Baraguá, marzo 15, 1878. Cara a cara se vieron la sombra y la luz bajo aquellos mangos «baratos» –soñados así por un forastero con grado de general– que llegó al sitio para cogerlos «bajitos», como lo hizo antes en México, Marruecos, y en su propia España, frente a la llamada «resistencia carlista» de Cataluña y Navarra; contiendas todas de las que, con ayuda de sobornos, intrigas, fusilería y discursos edulcorados, su sable colonizador emergió victorioso; smart power (poder inteligente) le llaman hoy a esa doctrina.
Astuto sin dudas, Arsenio Martínez Campos comprendió que no lograría una victoria militar sobre las huestes mambisas cubanas. Entonces optó por el smart power ibérico, receta de la que tan buenos dividendos había obtenido en otras geografías. Pensaba que la estratagema funcionaría en la Isla, que en Baraguá se repetiría la doblez de un poco más de 30 días antes en el Zanjón, que bastaría con halagos y un discursito de falsa apariencia.

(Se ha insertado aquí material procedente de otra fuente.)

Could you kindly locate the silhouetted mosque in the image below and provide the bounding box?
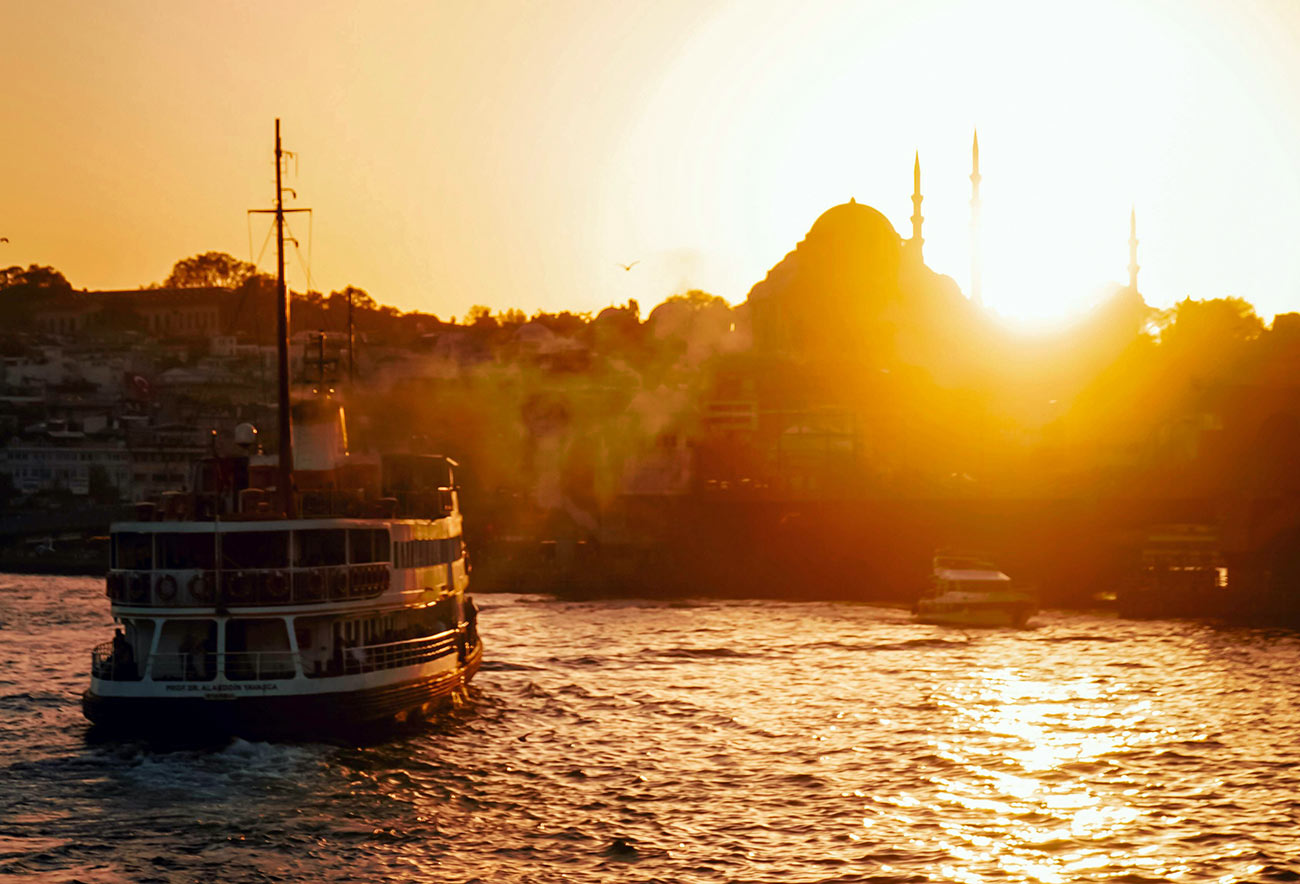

«Basta de sacrificios y de sangre; bastante han hecho ustedes asombrando al mundo con su tenacidad y decisión», elogió Martínez Campos, tras ponderar el valor y la juventud de un joven de 32 años, que desde el bando insurrecto lo miraba en aparente calma.
«Ha llegado el momento de que nuestras diferencias tengan término y, cubanos y españoles, nos propongamos levantar a este país de la postración en que diez años de cruda guerra lo han sumido», prosiguió el astuto gendarme colonialista, mientras su mano se extendía con el documento de la enmascarada claudicación de los patriotas.
Entonces se hizo la luz que oscureció su esperanza: « ¡Guarde usted ese documento, no queremos saber nada de él», ripostó como un rayo el general mambí. Y a una pregunta del «pacificador» desconcertado, el tajante no: «No nos entendemos», ripostó más enfático Antonio Maceo.
Después de eso, y hasta hoy, las horas de peligro para Cuba no han sido pocas; y en ninguna faltaron arribistas, plattistas, anexionistas, zanjoneros que, en busca de fama, plata y comodidad, cumplen la orden de calumniar a la patria, la venden, y hasta piden para ella una agresión.
Pobres. En cada intento les aparece un Baraguá, que no es un punto en este archipiélago, sino un país todo; una voz que tampoco es la de un hombre, sino de un pueblo entero: ¡Guarde usted esa farsa, «no nos entendemos»!